Why this matters: Manually integrating semantic intelligence with multiple systems creates fragmented experiences and duplicated effort. The SDK lets you embed Collate’s semantic intelligence wherever your teams work, bringing Collate to where work happens instead of forcing users to come to you.

Custom Auto Classification
Auto Classification now lets you create custom AI-powered recognizers for any classification—not just PII—with a feedback loop that continuously improves accuracy. Organizations can teach Collate to identify company-specific data patterns using actual data content scanning, going far beyond the column-name-only approaches from other vendors.
-
Create custom recognizers: Define recognizers for any classification using regex patterns, column names, or data content. Configure confidence thresholds and language-specific rules to match your organization's unique data patterns.
-
False positive reporting: Users can report incorrectly applied tags with explanations, creating a feedback loop that improves the model. Next time auto classification runs, it considers these exceptions to avoid repeating mistakes.
-
Support for any data type: Extend beyond PII to classify business-critical data types specific to your organization—account numbers, product codes, customer segments, or any domain-specific patterns.
Why this matters: Every organization has unique data that standard classifiers miss—internal account formats, proprietary codes, or business-critical fields that don't fit generic categories. Custom recognizers let you teach Collate your organization's data language, automatically classifying thousands of columns with a feedback loop that improves accuracy over time.

Data Quality Test Library
The Data Quality Test Library transforms how organizations standardize data quality testing. Administrators create reusable, parameterized test definitions through a GUI, eliminating the inconsistency and technical complexity of custom SQL tests scattered across the organization. This provides a superior alternative to dbt's generic tests while maintaining centralized governance.
-
Reusable test templates: Define SQL-based test templates with parameters that users fill in through a no-code interface. For example, create an "ARR validation" test once, then apply it consistently across 20 different tables without rewriting SQL.
-
UI-driven experience: Unlike dbt's YAML-based approach requiring technical knowledge, administrators define tests through a visual interface, and users apply them through simple forms—no code required.
-
Centralized governance: Admins control which tests are available organization-wide, disable irrelevant tests, and ensure everyone uses standardized definitions for critical business rules.
Why this matters: Organizations waste countless hours reinventing the same data quality tests with slight variations that undermine trust and consistency. The Test Library centralizes business logic into reusable templates, ensuring your rules mean the same thing across every table and transforming ad-hoc testing into standardized quality enforcement at scale.
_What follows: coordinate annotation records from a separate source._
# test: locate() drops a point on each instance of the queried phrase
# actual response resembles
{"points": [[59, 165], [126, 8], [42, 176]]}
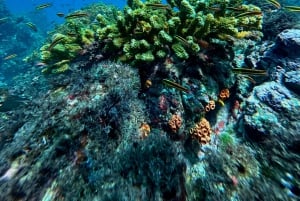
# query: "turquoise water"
{"points": [[154, 102]]}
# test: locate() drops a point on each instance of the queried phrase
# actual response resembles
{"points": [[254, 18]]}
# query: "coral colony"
{"points": [[175, 101]]}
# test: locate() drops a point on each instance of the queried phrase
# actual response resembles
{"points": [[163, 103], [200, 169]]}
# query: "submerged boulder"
{"points": [[271, 110], [288, 43]]}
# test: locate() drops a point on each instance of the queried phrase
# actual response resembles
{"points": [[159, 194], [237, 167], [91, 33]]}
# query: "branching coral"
{"points": [[176, 27], [175, 123], [151, 31], [201, 131], [73, 37]]}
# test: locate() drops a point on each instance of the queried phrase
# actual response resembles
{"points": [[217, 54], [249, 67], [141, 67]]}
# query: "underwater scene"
{"points": [[150, 100]]}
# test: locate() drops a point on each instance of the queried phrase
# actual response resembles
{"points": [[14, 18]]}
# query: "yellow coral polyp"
{"points": [[201, 131]]}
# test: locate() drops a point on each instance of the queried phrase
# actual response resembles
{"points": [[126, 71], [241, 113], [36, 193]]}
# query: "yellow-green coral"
{"points": [[149, 30], [158, 25]]}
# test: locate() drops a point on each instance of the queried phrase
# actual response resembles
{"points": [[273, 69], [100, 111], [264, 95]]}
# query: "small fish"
{"points": [[158, 6], [249, 13], [55, 42], [274, 3], [43, 6], [248, 71], [3, 20], [32, 26], [292, 8], [11, 56], [182, 40], [175, 85], [40, 64], [60, 14], [239, 8], [76, 15]]}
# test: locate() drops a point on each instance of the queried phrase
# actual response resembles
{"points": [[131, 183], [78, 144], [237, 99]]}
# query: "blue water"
{"points": [[47, 17]]}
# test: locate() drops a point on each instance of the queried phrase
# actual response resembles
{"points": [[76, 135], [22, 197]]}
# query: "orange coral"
{"points": [[144, 130], [201, 131], [175, 123], [224, 94], [210, 106]]}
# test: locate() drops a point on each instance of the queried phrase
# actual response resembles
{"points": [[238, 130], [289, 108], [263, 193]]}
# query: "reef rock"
{"points": [[292, 81], [271, 110], [288, 43]]}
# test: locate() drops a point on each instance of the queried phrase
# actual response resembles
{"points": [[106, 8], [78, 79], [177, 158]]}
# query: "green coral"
{"points": [[149, 30], [158, 24], [72, 37]]}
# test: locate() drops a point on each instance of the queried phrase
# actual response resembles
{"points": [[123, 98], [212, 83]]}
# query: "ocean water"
{"points": [[179, 105], [28, 8]]}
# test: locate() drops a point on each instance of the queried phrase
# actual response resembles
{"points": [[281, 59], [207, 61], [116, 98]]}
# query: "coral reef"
{"points": [[175, 123], [150, 31], [201, 131], [72, 39], [182, 126]]}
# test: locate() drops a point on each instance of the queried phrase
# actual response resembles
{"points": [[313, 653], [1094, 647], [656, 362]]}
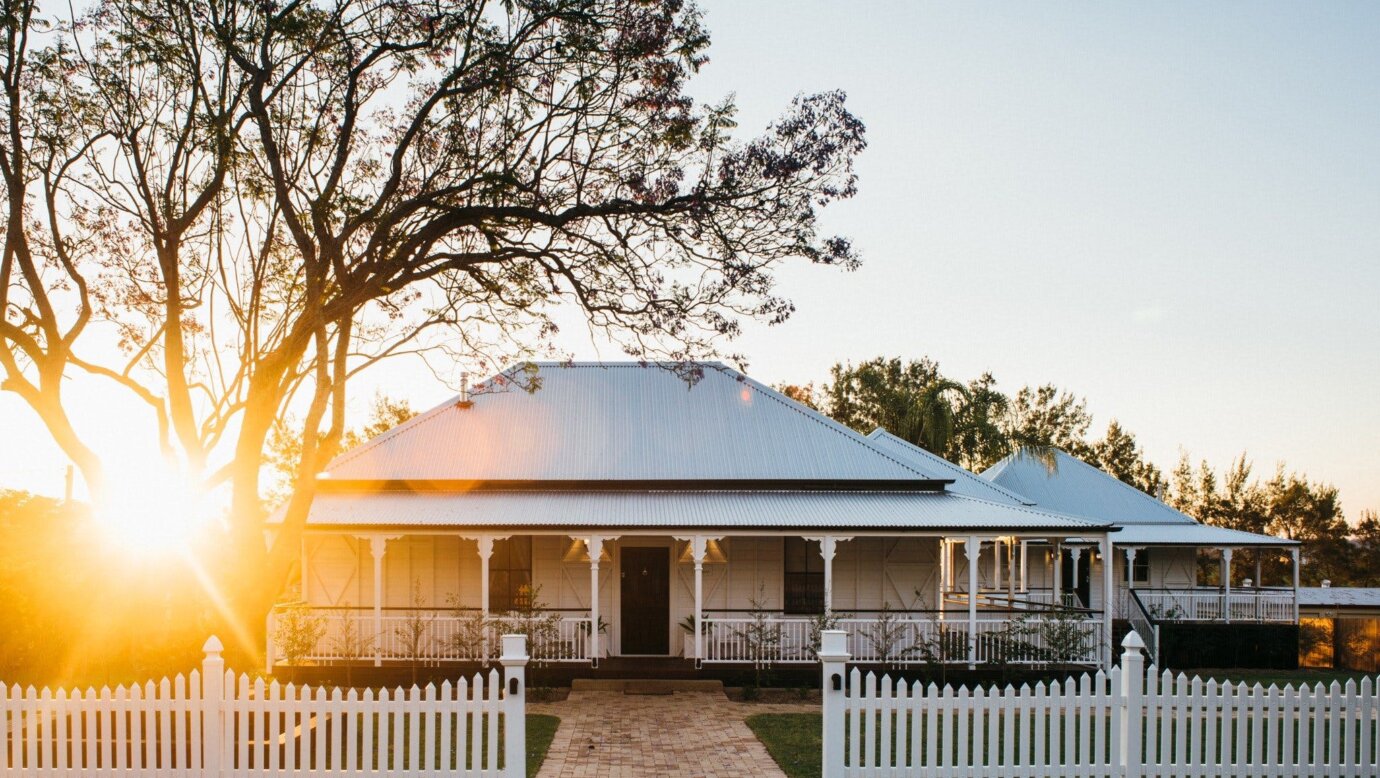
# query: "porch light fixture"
{"points": [[712, 553], [578, 552]]}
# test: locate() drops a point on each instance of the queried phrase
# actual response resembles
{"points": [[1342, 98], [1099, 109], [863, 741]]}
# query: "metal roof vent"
{"points": [[464, 392]]}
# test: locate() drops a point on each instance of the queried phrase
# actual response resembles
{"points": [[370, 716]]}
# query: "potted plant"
{"points": [[687, 646]]}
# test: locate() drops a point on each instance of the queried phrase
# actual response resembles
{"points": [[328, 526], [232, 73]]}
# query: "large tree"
{"points": [[264, 199]]}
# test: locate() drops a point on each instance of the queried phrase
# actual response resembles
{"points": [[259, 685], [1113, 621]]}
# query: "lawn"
{"points": [[1281, 677], [541, 730], [794, 741]]}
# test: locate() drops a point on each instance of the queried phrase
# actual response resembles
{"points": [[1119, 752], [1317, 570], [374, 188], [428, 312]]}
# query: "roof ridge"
{"points": [[389, 433], [849, 433], [1124, 484], [952, 465], [1039, 511]]}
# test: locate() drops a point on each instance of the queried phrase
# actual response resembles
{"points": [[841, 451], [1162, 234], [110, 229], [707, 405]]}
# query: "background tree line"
{"points": [[974, 424]]}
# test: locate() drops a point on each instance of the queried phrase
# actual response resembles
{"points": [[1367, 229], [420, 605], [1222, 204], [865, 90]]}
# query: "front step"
{"points": [[647, 686]]}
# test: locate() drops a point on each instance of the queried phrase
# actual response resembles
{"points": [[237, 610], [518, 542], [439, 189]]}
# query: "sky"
{"points": [[1170, 208]]}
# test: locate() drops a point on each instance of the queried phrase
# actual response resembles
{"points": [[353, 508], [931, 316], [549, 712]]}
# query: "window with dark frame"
{"points": [[1140, 569], [509, 574], [803, 577]]}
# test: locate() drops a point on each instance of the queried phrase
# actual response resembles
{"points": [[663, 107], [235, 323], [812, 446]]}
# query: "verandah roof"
{"points": [[685, 509]]}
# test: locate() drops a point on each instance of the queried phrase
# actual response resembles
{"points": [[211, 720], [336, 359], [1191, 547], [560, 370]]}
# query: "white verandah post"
{"points": [[972, 549], [1108, 597], [1026, 556], [1059, 573], [1293, 555], [377, 548], [1075, 556], [828, 545], [1226, 585], [698, 551], [944, 575], [595, 546]]}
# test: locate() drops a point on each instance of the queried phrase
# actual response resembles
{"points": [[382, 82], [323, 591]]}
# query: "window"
{"points": [[803, 577], [509, 575], [1140, 569]]}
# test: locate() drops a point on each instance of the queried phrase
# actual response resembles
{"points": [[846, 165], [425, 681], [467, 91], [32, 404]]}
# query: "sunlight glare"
{"points": [[155, 512]]}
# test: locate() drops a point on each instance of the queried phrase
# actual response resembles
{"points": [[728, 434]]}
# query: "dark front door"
{"points": [[646, 600], [1083, 584]]}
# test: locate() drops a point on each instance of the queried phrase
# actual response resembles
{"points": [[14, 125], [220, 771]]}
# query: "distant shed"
{"points": [[1340, 628]]}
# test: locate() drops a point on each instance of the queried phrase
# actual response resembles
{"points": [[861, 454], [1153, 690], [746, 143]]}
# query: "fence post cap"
{"points": [[834, 646], [213, 646], [1133, 642], [515, 649]]}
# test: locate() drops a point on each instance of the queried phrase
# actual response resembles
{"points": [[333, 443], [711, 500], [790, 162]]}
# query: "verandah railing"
{"points": [[434, 635], [1215, 604], [1020, 637]]}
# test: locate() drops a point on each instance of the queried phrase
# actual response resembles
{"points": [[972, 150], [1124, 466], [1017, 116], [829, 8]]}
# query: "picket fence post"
{"points": [[1132, 706], [834, 655], [213, 706], [515, 705]]}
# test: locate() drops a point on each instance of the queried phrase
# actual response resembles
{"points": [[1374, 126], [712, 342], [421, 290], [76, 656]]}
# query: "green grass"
{"points": [[794, 741], [1281, 677], [541, 730]]}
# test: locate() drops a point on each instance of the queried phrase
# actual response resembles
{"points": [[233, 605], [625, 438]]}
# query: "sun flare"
{"points": [[155, 512]]}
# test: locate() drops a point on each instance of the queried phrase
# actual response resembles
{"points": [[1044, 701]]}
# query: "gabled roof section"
{"points": [[965, 482], [624, 421], [1078, 489]]}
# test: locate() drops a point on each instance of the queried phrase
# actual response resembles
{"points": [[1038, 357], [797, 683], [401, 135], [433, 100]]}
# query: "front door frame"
{"points": [[643, 542]]}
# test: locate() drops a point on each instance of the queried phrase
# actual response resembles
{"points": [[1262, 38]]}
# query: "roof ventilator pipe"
{"points": [[464, 402]]}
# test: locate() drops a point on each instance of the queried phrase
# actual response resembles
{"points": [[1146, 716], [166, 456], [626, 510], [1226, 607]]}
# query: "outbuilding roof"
{"points": [[1194, 534], [624, 421], [1339, 597]]}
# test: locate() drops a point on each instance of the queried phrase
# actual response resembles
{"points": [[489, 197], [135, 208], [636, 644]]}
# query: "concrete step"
{"points": [[647, 686]]}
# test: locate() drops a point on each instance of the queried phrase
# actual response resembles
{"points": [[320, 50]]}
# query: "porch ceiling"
{"points": [[686, 509]]}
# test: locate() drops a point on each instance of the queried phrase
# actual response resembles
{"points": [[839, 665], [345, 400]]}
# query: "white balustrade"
{"points": [[1212, 604], [901, 639], [442, 636]]}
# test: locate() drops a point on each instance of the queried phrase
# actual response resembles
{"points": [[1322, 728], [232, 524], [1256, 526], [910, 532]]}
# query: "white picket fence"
{"points": [[213, 723], [1119, 724]]}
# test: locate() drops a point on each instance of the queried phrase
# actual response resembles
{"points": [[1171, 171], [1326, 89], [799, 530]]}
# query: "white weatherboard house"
{"points": [[714, 519]]}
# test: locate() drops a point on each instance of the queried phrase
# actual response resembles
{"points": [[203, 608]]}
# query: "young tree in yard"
{"points": [[297, 632], [261, 200]]}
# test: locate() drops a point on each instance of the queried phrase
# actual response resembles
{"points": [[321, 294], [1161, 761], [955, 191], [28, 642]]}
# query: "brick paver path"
{"points": [[606, 734]]}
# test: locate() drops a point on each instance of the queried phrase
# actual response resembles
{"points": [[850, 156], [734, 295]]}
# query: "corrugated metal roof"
{"points": [[667, 509], [1078, 489], [965, 482], [623, 421], [1195, 534]]}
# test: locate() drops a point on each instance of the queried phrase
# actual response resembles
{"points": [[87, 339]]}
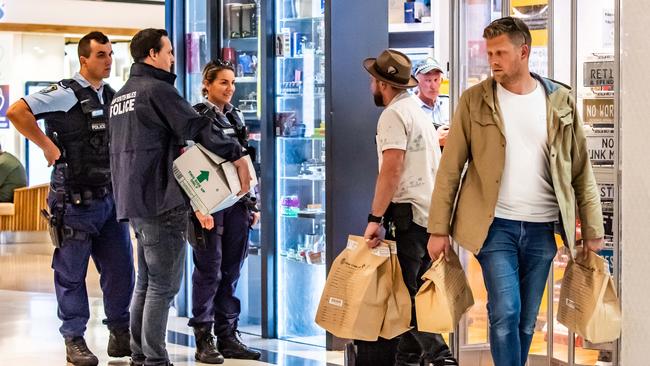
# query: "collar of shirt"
{"points": [[84, 83], [436, 104], [227, 108], [401, 95], [141, 69]]}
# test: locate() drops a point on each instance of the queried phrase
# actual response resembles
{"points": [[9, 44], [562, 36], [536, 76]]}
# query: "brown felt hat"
{"points": [[392, 67]]}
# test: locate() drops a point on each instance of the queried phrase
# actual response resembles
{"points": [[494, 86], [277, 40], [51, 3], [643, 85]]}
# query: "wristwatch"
{"points": [[373, 218]]}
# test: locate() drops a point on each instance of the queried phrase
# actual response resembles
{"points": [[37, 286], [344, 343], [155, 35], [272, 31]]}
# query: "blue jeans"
{"points": [[161, 255], [515, 259], [100, 236]]}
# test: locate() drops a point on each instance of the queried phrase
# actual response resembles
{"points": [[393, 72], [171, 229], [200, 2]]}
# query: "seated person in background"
{"points": [[12, 176]]}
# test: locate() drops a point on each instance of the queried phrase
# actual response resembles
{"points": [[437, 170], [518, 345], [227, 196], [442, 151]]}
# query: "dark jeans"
{"points": [[217, 269], [412, 347], [515, 260], [100, 236], [161, 255]]}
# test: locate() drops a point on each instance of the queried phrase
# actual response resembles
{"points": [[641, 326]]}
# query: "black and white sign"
{"points": [[598, 73], [601, 146]]}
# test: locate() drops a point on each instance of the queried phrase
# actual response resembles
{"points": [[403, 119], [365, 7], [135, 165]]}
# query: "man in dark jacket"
{"points": [[150, 123]]}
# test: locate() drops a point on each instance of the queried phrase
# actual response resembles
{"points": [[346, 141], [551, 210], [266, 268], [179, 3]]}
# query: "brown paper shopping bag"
{"points": [[444, 297], [354, 300], [589, 305], [398, 308]]}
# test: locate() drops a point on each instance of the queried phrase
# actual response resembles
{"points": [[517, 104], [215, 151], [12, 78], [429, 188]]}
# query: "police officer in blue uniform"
{"points": [[82, 213], [150, 124], [218, 262]]}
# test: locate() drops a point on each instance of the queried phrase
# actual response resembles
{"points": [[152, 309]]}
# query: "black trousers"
{"points": [[413, 347]]}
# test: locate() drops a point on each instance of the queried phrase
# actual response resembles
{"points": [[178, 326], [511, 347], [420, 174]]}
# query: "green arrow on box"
{"points": [[203, 176]]}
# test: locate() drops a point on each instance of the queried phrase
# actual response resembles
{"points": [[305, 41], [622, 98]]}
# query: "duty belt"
{"points": [[78, 196]]}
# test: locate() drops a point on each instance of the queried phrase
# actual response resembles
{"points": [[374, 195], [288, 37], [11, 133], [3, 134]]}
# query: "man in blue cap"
{"points": [[430, 75]]}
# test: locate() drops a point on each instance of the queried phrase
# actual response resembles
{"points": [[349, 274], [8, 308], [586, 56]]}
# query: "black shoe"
{"points": [[119, 343], [449, 361], [206, 351], [232, 347], [78, 354]]}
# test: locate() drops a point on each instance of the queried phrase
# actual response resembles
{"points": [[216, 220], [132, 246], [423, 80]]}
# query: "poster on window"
{"points": [[598, 112], [608, 28], [4, 105], [607, 191], [601, 146]]}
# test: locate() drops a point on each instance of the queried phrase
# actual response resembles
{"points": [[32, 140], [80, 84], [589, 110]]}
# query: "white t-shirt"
{"points": [[404, 126], [526, 192]]}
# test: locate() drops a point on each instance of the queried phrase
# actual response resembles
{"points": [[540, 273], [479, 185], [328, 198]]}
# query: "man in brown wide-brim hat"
{"points": [[408, 153]]}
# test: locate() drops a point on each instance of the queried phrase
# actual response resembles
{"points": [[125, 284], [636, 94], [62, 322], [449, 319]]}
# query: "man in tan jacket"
{"points": [[527, 167]]}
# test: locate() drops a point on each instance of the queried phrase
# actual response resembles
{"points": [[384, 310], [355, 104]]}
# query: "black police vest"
{"points": [[82, 136], [231, 125]]}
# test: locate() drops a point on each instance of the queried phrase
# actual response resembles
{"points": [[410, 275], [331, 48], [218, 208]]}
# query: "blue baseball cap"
{"points": [[427, 65]]}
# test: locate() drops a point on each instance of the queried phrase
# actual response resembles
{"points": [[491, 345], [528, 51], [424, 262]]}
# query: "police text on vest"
{"points": [[123, 104]]}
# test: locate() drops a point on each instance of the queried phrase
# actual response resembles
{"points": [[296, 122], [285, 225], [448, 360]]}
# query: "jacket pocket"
{"points": [[483, 119]]}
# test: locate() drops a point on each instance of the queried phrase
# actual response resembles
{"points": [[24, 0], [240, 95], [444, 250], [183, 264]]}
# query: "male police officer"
{"points": [[150, 123], [82, 209]]}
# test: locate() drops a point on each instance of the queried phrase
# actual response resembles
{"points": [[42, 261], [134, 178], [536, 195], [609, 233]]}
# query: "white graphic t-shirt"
{"points": [[404, 126]]}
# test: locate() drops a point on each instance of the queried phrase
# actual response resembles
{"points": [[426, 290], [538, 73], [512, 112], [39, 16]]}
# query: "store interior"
{"points": [[572, 42]]}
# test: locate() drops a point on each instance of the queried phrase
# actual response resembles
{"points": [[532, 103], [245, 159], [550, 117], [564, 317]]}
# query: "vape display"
{"points": [[300, 163]]}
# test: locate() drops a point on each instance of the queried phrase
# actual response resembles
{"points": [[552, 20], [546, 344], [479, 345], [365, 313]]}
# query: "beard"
{"points": [[379, 100]]}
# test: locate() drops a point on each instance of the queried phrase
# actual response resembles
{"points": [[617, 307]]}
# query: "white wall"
{"points": [[635, 129], [40, 57], [84, 13], [31, 57]]}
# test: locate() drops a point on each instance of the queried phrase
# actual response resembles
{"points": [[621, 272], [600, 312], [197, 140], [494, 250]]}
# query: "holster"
{"points": [[55, 228], [196, 235], [400, 215]]}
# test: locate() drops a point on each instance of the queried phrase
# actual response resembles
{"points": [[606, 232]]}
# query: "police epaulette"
{"points": [[201, 108]]}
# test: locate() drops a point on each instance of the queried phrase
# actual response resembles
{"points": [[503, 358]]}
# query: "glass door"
{"points": [[595, 91], [239, 36], [300, 167], [468, 69], [196, 48]]}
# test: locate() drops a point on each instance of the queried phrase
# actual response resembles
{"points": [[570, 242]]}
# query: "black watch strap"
{"points": [[373, 218]]}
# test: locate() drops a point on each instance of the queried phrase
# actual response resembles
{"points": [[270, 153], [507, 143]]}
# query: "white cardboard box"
{"points": [[210, 181]]}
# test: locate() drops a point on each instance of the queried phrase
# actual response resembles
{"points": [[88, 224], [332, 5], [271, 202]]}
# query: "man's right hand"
{"points": [[437, 245], [244, 175], [52, 154], [443, 132], [207, 221]]}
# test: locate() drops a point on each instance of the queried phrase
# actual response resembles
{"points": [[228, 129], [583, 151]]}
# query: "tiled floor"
{"points": [[29, 336], [29, 326]]}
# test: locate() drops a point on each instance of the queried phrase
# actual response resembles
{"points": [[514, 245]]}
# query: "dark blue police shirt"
{"points": [[149, 124]]}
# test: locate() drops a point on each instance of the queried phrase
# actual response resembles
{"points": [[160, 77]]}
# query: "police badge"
{"points": [[50, 88]]}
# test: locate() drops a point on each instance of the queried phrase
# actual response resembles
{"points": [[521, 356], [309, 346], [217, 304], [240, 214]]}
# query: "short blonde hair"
{"points": [[515, 28]]}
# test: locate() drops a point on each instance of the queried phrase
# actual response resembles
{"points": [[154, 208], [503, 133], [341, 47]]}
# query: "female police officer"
{"points": [[219, 260]]}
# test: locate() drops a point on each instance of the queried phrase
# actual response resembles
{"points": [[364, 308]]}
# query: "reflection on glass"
{"points": [[196, 48], [239, 39], [475, 16], [300, 167], [595, 102]]}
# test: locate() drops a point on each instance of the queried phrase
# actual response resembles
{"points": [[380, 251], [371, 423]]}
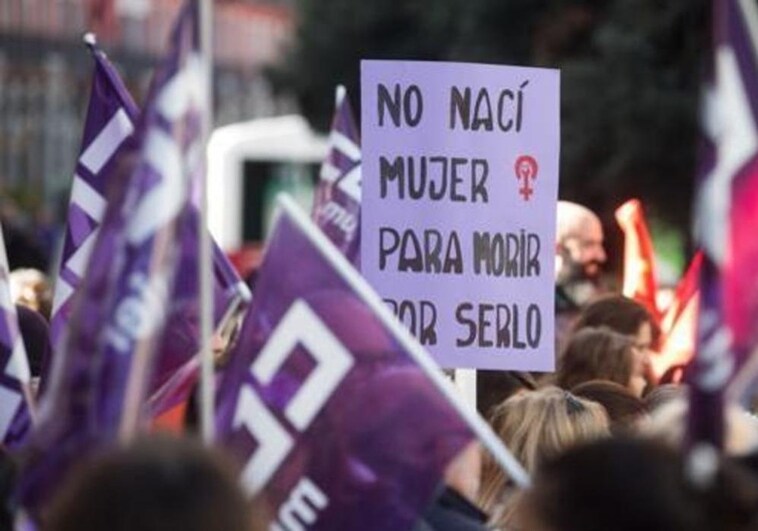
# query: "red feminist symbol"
{"points": [[526, 171]]}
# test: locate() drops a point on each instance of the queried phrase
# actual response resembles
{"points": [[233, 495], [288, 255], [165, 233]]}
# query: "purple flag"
{"points": [[729, 178], [108, 125], [120, 310], [110, 121], [332, 408], [337, 205], [15, 394]]}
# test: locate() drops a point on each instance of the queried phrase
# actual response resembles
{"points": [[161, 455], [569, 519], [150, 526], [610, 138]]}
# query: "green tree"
{"points": [[332, 36], [630, 108]]}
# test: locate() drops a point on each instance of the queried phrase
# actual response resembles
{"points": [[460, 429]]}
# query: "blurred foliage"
{"points": [[630, 77]]}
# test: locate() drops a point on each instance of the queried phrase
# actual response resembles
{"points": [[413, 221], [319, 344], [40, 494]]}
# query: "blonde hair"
{"points": [[31, 288], [536, 425]]}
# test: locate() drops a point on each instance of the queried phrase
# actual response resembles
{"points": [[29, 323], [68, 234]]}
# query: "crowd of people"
{"points": [[603, 440]]}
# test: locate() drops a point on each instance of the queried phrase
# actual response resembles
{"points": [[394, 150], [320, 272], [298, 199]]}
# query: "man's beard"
{"points": [[577, 282]]}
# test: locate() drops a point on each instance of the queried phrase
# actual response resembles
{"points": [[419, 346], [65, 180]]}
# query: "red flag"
{"points": [[679, 323], [640, 281]]}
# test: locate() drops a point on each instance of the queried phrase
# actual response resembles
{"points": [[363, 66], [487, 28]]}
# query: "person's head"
{"points": [[602, 354], [628, 485], [157, 484], [578, 243], [663, 394], [534, 426], [625, 409], [30, 287], [623, 315]]}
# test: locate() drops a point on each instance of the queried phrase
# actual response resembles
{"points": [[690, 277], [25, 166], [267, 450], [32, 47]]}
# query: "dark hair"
{"points": [[620, 314], [157, 484], [663, 394], [596, 354], [624, 409], [35, 333], [628, 485]]}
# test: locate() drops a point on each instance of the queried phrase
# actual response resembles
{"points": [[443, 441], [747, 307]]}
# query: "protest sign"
{"points": [[460, 181], [338, 416]]}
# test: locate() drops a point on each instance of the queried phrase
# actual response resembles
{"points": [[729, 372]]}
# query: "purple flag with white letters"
{"points": [[109, 123], [337, 205], [15, 394], [120, 310], [727, 199], [338, 417]]}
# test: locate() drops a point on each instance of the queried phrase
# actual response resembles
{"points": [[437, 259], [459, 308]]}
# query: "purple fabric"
{"points": [[728, 162], [108, 98], [382, 434], [337, 206], [120, 310], [180, 340], [14, 378]]}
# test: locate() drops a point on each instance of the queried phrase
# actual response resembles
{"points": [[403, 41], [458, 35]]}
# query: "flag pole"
{"points": [[206, 312]]}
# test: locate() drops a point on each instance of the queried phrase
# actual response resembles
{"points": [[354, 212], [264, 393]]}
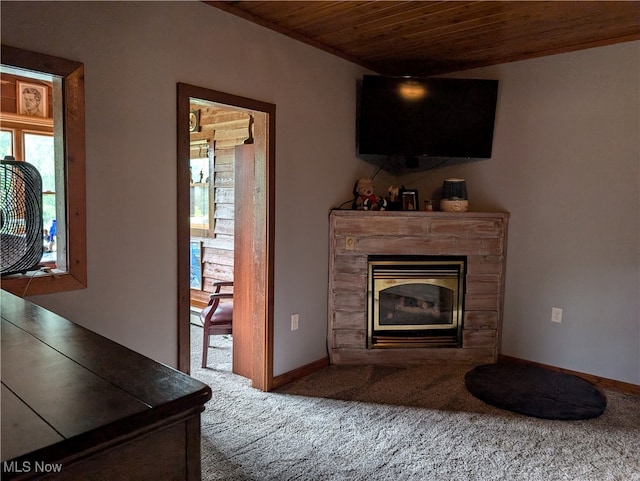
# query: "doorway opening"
{"points": [[225, 220]]}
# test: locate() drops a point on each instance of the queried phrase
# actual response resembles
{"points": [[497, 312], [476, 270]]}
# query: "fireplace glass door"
{"points": [[415, 302]]}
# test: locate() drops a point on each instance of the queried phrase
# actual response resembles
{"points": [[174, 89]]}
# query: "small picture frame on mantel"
{"points": [[410, 200]]}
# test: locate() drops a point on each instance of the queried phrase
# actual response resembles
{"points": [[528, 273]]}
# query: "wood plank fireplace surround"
{"points": [[357, 237]]}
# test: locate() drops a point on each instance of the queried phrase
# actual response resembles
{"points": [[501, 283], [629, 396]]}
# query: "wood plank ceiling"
{"points": [[427, 38]]}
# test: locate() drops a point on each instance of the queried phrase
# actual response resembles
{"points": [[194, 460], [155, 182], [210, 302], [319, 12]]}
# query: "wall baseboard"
{"points": [[601, 382], [299, 373]]}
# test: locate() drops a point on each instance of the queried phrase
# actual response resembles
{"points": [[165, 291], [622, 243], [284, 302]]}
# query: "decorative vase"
{"points": [[454, 196]]}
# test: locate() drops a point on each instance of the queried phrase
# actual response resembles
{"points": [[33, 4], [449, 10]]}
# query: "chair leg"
{"points": [[205, 346]]}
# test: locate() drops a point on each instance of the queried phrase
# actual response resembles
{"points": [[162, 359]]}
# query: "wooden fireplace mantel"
{"points": [[355, 235]]}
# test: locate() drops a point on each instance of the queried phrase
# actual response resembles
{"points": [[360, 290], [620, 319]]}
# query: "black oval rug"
{"points": [[535, 391]]}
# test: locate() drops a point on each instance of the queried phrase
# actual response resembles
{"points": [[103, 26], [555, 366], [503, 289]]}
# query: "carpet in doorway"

Data Diff Column/Row Analysis
Data Diff now provides granular visual comparison of differences between source and target tables at column, row, and character level. Quickly identify exactly what changed, where it changed, and by how much, accelerating troubleshooting and root cause analysis.
-
Column-level comparison: See which columns were added, removed, or modified between source and target, with clear visual indication of source-only and target-only columns.
-
Row-level analysis: Identify specific rows that differ, with detailed breakdowns showing which fields changed within each row.
-
Character-level precision: Drill down to see exactly which characters changed within a field—for example, seeing that a price changed from "$29" to "$24" with the specific characters highlighted.
Why this matters: When data quality tests fail, teams waste hours writing custom queries to pinpoint what changed. Data Diff automatically computes and visualizes exactly what's different at column, row, and character granularity, accelerating troubleshooting from hours to minutes.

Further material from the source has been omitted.